2)"Should I have to pay my dues only because I am new to the field...?????!!!!!" (implies complaint and reaction to this "rule" as the apparently "newbie" is instead already competent but others doesn't know it, so he feels frustrated and his sentence is the nervous expression of a inner rage)

I hope to have been able to better explain the subject...?
Thank you!


----------



## AlabamaBoy

Lorena, if you want to be more explicit, he can say with a bit of irony:
_

Poiché mi sto esponendo in un nuovo settore,__ devo  forse pagare pegno._
_Because I am going into a new field, they are probably going to make me pay my dues..._

This makes it clear that he feels that it is unfair and doesn't really accept it, and feels frustrated with it, that he won't willingly pay his dues, but they will likely force him to do it. AB


----------



## Lorena1970

Thanks AB!!!!!! It works, but it is still too polite and politically correct, while I was looking for a more "slang" , rageous expression...Does anything else come to your mind...?


----------



## london calling

Lorena1970 said:


> Thanks AB!!!!!! It works, but it is still too polite and politically correct, while I was looking for a more "slang" , rageous expression...Does anything else come to your mind...?


"Pay a forfeit".

We used to play a game when we were kiddies at primary school called "forfeits". Your friends would dare you to do something (usually something TERRIBLE) and if you couldn't (or didn't ) do it, you had to pay a forfeit (which was often even worse than the thing they had dared you to do in the first place).

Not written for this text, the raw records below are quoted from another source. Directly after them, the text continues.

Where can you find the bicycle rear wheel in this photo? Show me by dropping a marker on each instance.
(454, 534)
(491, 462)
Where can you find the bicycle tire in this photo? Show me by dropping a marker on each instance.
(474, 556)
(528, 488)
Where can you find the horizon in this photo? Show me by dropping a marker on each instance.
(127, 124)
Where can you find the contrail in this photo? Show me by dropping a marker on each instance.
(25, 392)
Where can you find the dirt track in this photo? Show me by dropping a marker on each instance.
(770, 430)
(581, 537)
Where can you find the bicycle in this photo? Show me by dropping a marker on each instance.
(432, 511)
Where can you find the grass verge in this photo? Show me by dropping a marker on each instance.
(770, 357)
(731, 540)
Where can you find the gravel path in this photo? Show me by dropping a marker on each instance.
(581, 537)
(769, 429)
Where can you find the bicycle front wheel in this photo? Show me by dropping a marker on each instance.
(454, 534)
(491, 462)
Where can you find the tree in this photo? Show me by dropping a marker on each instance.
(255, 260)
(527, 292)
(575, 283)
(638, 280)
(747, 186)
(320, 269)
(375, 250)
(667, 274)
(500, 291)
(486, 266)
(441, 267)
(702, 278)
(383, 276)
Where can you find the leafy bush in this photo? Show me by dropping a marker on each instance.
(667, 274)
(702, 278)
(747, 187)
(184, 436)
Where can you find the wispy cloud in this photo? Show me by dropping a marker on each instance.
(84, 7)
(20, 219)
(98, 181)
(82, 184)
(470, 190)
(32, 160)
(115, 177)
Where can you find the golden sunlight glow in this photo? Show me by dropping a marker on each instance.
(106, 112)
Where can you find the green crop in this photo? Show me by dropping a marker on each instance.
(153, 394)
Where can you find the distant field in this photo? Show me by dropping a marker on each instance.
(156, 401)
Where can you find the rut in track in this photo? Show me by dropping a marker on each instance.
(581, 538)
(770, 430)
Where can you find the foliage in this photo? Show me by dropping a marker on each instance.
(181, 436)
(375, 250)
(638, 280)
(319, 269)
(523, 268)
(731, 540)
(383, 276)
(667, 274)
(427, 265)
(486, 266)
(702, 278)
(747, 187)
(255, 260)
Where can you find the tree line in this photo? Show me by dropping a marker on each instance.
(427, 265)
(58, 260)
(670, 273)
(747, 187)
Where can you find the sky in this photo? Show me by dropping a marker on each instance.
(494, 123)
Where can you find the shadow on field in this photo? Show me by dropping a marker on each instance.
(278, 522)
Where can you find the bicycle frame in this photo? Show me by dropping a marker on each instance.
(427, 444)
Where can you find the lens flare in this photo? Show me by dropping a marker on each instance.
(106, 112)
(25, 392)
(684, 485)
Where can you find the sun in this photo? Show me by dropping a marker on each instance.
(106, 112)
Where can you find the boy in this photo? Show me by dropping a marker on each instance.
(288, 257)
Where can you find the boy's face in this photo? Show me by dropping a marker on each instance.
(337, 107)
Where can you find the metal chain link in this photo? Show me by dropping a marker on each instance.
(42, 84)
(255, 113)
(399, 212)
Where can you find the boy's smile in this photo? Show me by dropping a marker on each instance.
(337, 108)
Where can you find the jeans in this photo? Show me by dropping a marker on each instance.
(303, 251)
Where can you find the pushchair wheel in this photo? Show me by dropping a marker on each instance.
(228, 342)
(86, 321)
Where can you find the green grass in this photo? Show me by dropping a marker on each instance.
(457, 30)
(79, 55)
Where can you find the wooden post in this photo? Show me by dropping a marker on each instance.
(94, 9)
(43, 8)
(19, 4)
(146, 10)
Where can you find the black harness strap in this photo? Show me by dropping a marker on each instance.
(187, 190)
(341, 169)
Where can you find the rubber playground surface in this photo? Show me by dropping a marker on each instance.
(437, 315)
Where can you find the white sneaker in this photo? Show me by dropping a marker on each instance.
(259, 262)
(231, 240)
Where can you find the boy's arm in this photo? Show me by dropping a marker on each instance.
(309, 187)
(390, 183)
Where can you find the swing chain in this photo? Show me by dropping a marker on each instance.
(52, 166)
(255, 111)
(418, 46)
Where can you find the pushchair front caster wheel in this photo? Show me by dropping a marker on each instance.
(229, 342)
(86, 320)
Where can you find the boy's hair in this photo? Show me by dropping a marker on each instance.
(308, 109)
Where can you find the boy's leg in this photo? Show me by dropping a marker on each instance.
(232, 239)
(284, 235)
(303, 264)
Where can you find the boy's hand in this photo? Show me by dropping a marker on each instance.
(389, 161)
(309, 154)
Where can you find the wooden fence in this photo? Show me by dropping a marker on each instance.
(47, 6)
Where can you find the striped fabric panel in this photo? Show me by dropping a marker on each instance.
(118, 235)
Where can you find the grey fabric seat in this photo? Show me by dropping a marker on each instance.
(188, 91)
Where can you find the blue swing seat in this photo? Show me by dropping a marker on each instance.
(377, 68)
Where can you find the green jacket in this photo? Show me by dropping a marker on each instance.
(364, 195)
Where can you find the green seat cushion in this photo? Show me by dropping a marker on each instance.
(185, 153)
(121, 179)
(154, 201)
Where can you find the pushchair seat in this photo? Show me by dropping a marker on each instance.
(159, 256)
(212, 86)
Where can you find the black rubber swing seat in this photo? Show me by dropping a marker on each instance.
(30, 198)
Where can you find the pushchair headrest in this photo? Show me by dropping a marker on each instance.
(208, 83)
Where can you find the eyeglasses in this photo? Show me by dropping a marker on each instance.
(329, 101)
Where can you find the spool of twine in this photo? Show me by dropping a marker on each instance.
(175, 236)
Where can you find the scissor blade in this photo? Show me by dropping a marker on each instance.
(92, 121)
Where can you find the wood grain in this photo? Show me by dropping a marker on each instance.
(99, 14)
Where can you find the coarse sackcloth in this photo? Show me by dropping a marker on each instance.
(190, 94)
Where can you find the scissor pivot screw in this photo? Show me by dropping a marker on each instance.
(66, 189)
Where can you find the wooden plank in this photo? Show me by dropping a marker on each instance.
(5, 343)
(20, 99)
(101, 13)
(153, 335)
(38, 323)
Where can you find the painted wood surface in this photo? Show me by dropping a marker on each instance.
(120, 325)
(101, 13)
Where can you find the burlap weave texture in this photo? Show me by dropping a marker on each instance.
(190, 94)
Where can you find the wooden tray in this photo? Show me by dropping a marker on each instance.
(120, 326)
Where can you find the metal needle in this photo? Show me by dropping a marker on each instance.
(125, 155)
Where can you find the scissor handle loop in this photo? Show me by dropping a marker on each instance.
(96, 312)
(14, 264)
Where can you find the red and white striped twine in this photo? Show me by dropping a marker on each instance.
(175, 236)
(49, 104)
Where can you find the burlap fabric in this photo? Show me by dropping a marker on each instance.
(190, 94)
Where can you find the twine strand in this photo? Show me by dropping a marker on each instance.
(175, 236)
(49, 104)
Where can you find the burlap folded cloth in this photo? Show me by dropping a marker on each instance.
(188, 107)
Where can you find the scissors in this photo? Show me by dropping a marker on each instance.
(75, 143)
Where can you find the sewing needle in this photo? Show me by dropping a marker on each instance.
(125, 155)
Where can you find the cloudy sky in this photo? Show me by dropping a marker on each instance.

It's not outrageous though, sorry.

...they're probably going to make me pay for it (similar to AB's suggestion).


----------



## AlabamaBoy

If you are willing to be a little rude, all you have to do is add the "f" word.



london calling said:


> ...they're probably going to make me f**king pay for it .


----------



## Lorena1970

That's what I was looking for...!
I wonder if it is possible to use it as "domanda retorica", something like "...So, should I f**king pay for it...???!!!"
So in the end the whole sentence (slightly different from the original one I posted) would sound as: 
"I am gaining visibility in a field where I am considered a newbie: so what? Should I f**king pay for it...???!!!"

Does it work...?


----------



## london calling

Do you mean: 
"Should I have to f**king pay for it...???!!!" (_Dovrei....?)_

or do you mean: 
"Why the hell should I f...ing well have to pay for it?" (_perchè c...o dovrei...?)_


----------



## Lorena1970

Hi London!
Yes I forgot "have" I menat that! Thanks also for the alternative. Perfect!
Ciao!


----------



## AWOL4mylo

Other possible options - how about "I'm not taking the blame." "I refuse to take any blame." or similar?
Or conversationally, you might also hear "I'm not taking the flak"...


----------